Tumors are also known to evade the host’s immune defense due to inhabiting T lymphocytes, macrophages, dendrite cells and other cells of the immune system. In tumor tissue these cells synthesize immunosuppressive cytokines that increases the number of myeloid-derived suppressor cells (MDSC) in tumor, activation of Fox3+ regulatory T-lymphocytes (Tregs), M2-like polarization of tumor-associated macrophages and inhibition of T-cell proliferation (Razavi et al., 2016). Tumor-associated macrophages secrete growth-promoting cytokines, in addition to maintaining the local inflammatory process, which, in turn, favors the genetic instability of tumor cells (Mantovani et al., 2008; Hanahan and Weinberg, 2011).
Interleukins IL-1β, IL6, IL-8, and IL-10, as well as TGF-β and TNF-α factors, are cytokines the concentration of which is increased in TME. Proinflammatory cytokine IL-1β activates IL-1β/IL-1RI/β-catenin signaling and facilitates the epithelial–mesenchymal transition (EMT) of tumor cells (Jiménez-Gardiño et al., 2017). Proinflammatory cytokine IL‑1β, when activating IL-1β/IL-1RI/β-catenin signaling, provokes the epithelial–mesenchymal transition (EMT) of tumor cells. Another proinflammatory cytokine IL-6 is a resident of TME in various tumors, such as non-small-cell lung cancer (Abulaiti et al., 2013), breast cancer (Chang et al., 2013), prostate cancer (Giri et al., 2001), and pancreas cancer (Lesina et al., 2011). IL-6, through its receptor and Janus-kinases, activates STAT3, which stimulates tumor cell proliferation. This results in tumor cells that are resistant to anticancer drugs, induction of EMT, and increased metastasis properties (Mace et al., 2013; Domingues et al., 2017).

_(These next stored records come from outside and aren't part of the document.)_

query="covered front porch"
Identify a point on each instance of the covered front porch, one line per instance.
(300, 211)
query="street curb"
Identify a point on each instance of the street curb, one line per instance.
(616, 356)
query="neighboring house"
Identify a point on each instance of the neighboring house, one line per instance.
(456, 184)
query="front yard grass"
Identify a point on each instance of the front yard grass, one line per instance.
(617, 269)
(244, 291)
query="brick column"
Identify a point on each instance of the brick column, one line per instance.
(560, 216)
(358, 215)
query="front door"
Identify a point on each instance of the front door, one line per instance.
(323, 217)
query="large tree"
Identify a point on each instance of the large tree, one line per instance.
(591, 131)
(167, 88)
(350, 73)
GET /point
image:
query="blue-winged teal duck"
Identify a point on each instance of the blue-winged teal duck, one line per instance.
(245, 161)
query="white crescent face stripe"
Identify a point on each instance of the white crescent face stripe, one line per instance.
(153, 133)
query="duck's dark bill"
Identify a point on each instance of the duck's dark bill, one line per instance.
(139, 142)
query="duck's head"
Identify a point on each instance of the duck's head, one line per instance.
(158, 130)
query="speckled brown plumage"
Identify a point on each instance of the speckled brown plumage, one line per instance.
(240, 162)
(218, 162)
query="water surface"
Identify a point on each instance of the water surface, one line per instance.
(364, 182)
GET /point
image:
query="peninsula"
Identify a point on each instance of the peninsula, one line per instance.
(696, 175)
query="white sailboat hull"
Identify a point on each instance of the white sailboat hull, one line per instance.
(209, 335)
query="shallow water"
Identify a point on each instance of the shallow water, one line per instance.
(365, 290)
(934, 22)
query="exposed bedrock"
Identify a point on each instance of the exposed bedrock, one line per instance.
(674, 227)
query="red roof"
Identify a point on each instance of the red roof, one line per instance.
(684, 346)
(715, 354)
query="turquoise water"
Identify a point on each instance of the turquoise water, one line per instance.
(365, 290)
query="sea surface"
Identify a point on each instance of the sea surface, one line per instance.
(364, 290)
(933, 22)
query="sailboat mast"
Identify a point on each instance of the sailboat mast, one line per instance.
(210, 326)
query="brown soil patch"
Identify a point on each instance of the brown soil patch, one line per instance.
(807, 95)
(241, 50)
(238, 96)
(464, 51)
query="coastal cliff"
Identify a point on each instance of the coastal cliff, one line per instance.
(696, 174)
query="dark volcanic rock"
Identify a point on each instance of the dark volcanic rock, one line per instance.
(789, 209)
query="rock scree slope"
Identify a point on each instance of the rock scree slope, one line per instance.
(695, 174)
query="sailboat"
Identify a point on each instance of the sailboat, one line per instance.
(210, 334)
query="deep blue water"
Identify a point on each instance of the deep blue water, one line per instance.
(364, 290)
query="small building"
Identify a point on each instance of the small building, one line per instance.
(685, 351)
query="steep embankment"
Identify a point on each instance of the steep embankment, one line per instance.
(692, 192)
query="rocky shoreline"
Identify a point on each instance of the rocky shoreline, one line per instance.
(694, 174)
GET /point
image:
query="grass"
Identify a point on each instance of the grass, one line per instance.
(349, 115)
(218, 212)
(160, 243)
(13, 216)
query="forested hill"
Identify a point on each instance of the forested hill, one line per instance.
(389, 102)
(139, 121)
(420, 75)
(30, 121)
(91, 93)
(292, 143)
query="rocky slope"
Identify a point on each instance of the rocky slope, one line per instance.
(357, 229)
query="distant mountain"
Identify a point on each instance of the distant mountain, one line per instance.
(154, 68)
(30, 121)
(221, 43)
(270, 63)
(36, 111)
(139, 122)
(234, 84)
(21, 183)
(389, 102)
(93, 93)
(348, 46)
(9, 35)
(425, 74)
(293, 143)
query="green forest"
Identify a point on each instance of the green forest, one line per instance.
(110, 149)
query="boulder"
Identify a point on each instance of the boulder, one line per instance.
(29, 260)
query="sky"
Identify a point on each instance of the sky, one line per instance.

IL-8 is also registered in TME of various tumors. It is released from tumor-associated fibroblasts, as well as tumor cells (Domingues et al., 2017). IL-8 recruits novel naïve cells of the immune system and stimulates angiogenesis in the tumor (Suarez-Carmona et al., 2015) and tumor cell EMT (Sanmamed et al., 2014).
Another factor that regulates TME is the pleiotropic cytokine TNF-α. It is a key regulator of apoptosis, tumor angiogenesis, inflammation, and immunity. TNF-α plays both pro- and antitumor roles (Ham et al., 2016). It is produced by TME cells and stimulates expression of other cytokines, intermediate metabolites of active oxygen species, nitrogen oxide, and prostaglandins (Balkwill, 2009). TNF-α is implicated in almost all stages of the carcinogenesis process and fulfils different functions depending on the tumor type and TME. High concentrations of TNF-α correlate with tumor regression, whereas its low amount for a long period facilitates the expression of other growth factors and cytokines (Balkwill, 2009).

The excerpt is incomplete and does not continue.